CI isn't passing; the unit test seems to be failing with a use-after-free problem:
control/event/format_stream: [forking] ===================================================================35695==ERROR: AddressSanitizer: heap-use-after-free on address 0x602000627e90 at pc 0x00010a99e059 bp 0x7ffee6cd4160 sp 0x7ffee6cd3900WRITE of size 6 at 0x602000627e90 thread T0 #0 0x10a99e058 in wrap_memset (libclang_rt.asan_osx_dynamic.dylib:x86_64+0x1b058) #1 0x7fff7f5fbb0c in memset_s (libsystem_c.dylib:x86_64+0x6db0c) #2 0x1096d6c99 in memwipe crypto_util.c:82 #3 0x1094d695c in socks_request_free_ proto_socks.c:99 #4 0x1093de8da in connection_free_minimal connection.c:685 #5 0x10939d3d3 in testcase_run_one tinytest.c:107 #6 0x10939dca2 in tinytest_main tinytest.c:454 #7 0x10939b8e7 in main testing_common.c:350 #8 0x7fff7f5443d4 in start (libdyld.dylib:x86_64+0x163d4)0x602000627e90 is located 0 bytes inside of 7-byte region [0x602000627e90,0x602000627e97)freed by thread T0 here: #0 0x10a9e1bed in wrap_free (libclang_rt.asan_osx_dynamic.dylib:x86_64+0x5ebed) #1 0x1090a3e5e in test_cntev_format_stream test_controller_events.c:666 #2 0x10939d3d3 in testcase_run_one tinytest.c:107 #3 0x10939dca2 in tinytest_main tinytest.c:454 #4 0x10939b8e7 in main testing_common.c:350 #5 0x7fff7f5443d4 in start (libdyld.dylib:x86_64+0x163d4)previously allocated by thread T0 here: #0 0x10a9dbbbf in wrap_strdup (libclang_rt.asan_osx_dynamic.dylib:x86_64+0x58bbf) #1 0x109778e3f in tor_strdup_ malloc.c:165 #2 0x1090a3316 in test_cntev_format_stream test_controller_events.c:552 #3 0x10939d3d3 in testcase_run_one tinytest.c:107 #4 0x10939dca2 in tinytest_main tinytest.c:454 #5 0x10939b8e7 in main testing_common.c:350 #6 0x7fff7f5443d4 in start (libdyld.dylib:x86_64+0x163d4)
To me, this looks like you're setting something up in a fake connection objecct that is getting double-freed.
If you want to test for this bug yourself, you can run configure with "--enable-fragile-hardening", and the resulting binaries will have sanitizers enabled. Using "--enable-fragile-hardening CC=clang" will generally give nicer-looking results.
If you want to test for this bug yourself, you can run configure with "--enable-fragile-hardening", and the resulting binaries will have sanitizers enabled.

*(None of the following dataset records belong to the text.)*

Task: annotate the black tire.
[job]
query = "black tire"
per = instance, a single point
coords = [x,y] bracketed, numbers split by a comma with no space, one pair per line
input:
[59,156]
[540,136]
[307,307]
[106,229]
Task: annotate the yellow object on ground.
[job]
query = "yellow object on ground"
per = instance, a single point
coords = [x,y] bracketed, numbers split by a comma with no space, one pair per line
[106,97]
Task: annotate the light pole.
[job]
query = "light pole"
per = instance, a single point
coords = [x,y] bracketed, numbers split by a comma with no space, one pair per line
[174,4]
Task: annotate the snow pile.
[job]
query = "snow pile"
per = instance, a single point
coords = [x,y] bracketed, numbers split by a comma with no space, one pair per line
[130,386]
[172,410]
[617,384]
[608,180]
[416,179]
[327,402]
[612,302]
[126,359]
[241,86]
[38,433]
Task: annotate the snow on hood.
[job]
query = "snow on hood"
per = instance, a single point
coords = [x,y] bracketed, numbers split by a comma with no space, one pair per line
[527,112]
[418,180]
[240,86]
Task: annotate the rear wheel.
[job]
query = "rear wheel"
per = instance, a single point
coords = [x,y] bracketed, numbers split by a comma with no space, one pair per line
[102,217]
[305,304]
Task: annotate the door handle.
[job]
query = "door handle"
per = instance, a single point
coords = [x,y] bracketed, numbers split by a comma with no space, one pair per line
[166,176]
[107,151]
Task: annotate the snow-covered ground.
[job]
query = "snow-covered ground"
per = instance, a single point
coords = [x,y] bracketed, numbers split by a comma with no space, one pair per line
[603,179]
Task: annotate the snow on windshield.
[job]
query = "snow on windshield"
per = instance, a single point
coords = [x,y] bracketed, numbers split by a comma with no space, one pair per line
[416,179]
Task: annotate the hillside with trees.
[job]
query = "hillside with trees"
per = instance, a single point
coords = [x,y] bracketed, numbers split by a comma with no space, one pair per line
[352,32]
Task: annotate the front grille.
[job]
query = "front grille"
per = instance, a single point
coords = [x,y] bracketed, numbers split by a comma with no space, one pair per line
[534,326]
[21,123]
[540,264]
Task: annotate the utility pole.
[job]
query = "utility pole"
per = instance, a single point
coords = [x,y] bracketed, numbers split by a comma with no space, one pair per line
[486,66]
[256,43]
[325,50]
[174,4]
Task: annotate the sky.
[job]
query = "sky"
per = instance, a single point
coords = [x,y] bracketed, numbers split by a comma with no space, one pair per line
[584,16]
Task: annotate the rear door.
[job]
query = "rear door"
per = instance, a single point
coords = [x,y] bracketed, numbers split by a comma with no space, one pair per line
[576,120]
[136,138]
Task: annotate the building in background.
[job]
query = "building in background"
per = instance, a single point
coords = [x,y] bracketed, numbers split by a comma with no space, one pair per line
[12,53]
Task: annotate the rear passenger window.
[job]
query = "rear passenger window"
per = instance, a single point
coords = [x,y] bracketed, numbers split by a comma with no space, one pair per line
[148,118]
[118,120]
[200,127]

Thanks for pointing me to that. AFAICT this flag isn't mentioned in the doc folder of the tor repo, except the ReleasingTor.md file. Hence why I didn't think to test with it enabled. Should I file a ticket about adding that to the docs more prominently?

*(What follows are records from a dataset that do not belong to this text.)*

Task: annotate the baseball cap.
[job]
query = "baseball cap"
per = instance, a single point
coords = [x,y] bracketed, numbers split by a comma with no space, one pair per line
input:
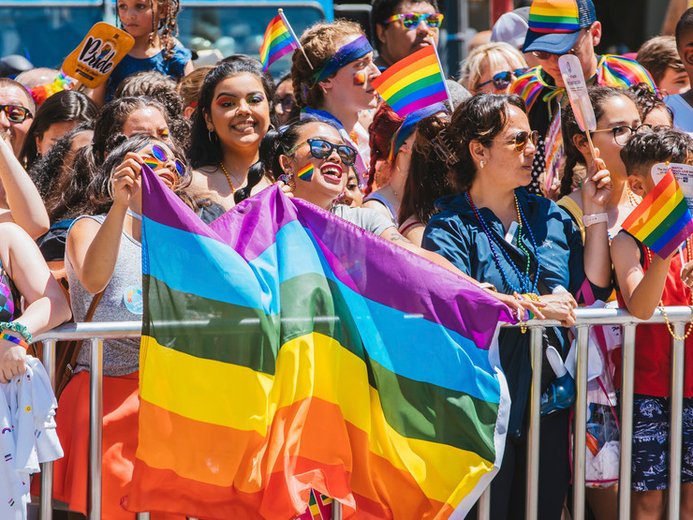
[511,27]
[554,25]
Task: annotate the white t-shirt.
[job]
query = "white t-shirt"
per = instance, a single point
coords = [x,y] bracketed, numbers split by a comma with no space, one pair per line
[683,112]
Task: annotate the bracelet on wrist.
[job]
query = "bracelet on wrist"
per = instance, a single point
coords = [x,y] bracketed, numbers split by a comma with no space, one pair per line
[17,327]
[15,339]
[595,218]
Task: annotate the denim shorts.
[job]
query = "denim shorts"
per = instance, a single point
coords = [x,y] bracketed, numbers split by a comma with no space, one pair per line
[650,462]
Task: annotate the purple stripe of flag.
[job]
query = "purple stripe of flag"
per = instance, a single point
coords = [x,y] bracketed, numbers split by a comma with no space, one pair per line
[158,201]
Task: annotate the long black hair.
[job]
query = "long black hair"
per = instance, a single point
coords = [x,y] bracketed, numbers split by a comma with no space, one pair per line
[65,106]
[205,147]
[569,128]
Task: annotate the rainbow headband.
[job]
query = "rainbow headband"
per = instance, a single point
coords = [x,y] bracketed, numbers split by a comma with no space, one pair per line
[409,125]
[352,51]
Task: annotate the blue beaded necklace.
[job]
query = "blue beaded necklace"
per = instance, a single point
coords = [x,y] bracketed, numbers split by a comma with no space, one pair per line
[526,284]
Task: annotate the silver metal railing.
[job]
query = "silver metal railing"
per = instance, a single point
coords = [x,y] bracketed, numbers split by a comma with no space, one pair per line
[586,318]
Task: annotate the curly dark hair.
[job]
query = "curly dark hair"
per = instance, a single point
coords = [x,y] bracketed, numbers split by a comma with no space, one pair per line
[112,119]
[61,107]
[661,145]
[167,26]
[428,178]
[205,147]
[98,200]
[569,128]
[61,186]
[647,101]
[481,118]
[154,85]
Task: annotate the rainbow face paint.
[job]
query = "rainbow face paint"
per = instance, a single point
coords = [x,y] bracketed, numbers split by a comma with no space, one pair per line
[306,173]
[352,51]
[359,78]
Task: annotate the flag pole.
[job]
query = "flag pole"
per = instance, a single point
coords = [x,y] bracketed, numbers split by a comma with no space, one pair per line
[293,34]
[445,83]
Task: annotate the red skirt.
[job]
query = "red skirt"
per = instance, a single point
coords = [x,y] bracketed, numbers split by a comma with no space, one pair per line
[70,474]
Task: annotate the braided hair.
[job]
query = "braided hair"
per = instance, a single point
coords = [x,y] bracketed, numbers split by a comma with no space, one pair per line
[569,128]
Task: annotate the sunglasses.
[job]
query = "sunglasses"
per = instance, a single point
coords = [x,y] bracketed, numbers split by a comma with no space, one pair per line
[502,80]
[321,149]
[543,55]
[622,134]
[522,139]
[412,20]
[159,158]
[16,113]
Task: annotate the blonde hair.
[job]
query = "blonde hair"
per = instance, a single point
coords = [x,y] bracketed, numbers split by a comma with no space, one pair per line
[319,43]
[190,85]
[486,55]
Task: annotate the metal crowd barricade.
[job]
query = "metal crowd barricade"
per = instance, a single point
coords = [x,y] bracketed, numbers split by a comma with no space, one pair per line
[586,318]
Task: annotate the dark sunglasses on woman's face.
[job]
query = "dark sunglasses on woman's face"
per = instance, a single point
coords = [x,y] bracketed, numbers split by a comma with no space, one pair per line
[322,149]
[501,80]
[412,20]
[159,158]
[16,114]
[523,138]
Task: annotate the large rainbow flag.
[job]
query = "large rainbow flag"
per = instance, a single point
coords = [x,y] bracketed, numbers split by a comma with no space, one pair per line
[279,40]
[662,221]
[412,83]
[331,359]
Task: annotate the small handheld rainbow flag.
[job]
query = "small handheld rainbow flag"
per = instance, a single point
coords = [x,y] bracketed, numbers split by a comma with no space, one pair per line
[662,221]
[306,173]
[279,40]
[413,83]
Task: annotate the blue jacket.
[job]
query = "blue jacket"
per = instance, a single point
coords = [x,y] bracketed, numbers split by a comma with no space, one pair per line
[455,233]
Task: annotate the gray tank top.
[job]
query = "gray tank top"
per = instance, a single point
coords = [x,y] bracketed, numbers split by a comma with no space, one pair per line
[121,301]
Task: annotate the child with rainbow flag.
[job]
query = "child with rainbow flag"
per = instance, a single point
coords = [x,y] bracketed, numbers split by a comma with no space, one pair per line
[649,277]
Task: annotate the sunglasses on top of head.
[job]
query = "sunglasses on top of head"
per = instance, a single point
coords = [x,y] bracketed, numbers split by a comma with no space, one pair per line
[501,80]
[159,158]
[523,138]
[322,149]
[412,20]
[16,114]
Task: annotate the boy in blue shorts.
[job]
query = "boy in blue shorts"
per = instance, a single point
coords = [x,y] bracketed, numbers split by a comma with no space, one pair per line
[646,281]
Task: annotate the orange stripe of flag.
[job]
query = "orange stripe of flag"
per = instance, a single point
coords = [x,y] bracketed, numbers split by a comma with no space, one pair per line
[652,203]
[404,67]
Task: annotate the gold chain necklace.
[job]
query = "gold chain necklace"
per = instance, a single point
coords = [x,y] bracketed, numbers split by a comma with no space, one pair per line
[689,327]
[228,177]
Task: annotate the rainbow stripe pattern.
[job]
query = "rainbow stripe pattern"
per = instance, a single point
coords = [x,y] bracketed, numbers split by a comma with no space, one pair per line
[612,71]
[278,41]
[412,83]
[306,173]
[554,16]
[662,221]
[329,359]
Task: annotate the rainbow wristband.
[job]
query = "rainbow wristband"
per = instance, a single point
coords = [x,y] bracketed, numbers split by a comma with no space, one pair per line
[15,340]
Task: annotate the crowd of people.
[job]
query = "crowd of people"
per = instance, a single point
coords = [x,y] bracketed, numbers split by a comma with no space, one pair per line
[499,185]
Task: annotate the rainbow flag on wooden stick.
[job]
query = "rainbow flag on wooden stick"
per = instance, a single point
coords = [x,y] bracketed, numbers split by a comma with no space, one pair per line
[413,83]
[331,359]
[662,221]
[279,40]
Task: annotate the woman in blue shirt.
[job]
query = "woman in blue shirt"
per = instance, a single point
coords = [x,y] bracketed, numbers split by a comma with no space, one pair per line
[496,232]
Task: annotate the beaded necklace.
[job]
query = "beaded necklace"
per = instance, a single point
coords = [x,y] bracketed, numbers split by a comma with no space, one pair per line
[526,284]
[689,327]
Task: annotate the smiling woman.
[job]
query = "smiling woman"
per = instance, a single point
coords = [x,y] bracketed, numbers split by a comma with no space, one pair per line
[231,118]
[336,85]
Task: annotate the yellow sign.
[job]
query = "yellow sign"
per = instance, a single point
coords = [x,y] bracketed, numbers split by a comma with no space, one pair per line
[95,58]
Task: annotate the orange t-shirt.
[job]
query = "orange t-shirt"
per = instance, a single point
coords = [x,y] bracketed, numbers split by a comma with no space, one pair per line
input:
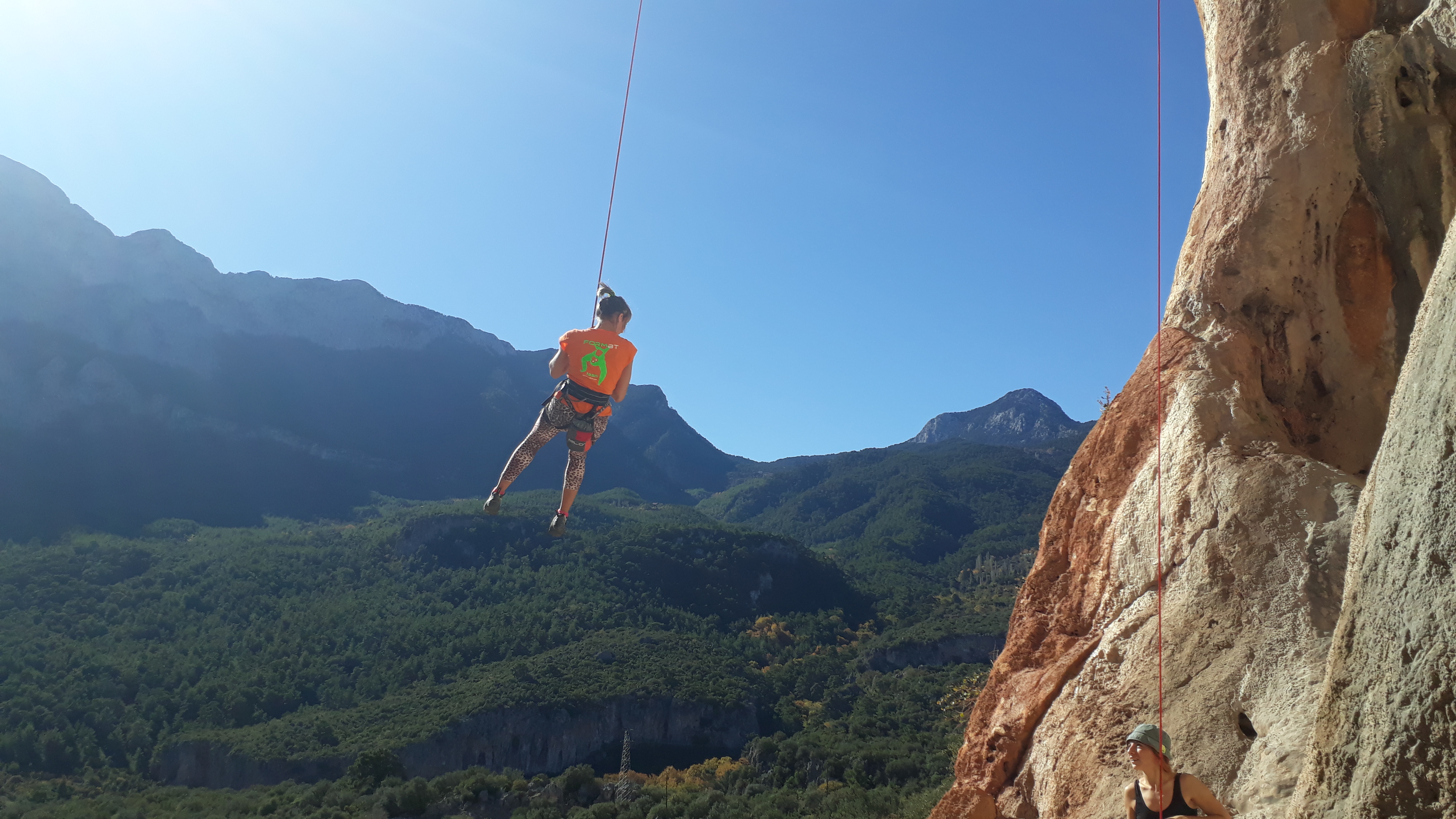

If you want to test for this bug yourself, you can run configure with "--enable-fragile-hardening", and the resulting binaries will have sanitizers enabled.
Thanks for pointing me to that. AFAICT this flag isn't mentioned in the doc folder of the tor repo, except the ReleasingTor.md file. Hence why I didn't think to test with it enabled. Should I file a ticket about adding that to the docs more prominently?
Sure! Additionally, we should replace references to --enable-expensive-hardening (an old name) with --enable-fragile-hardening, and remove the contrib/clang/sanitize_blacklist.txt file as obsolete.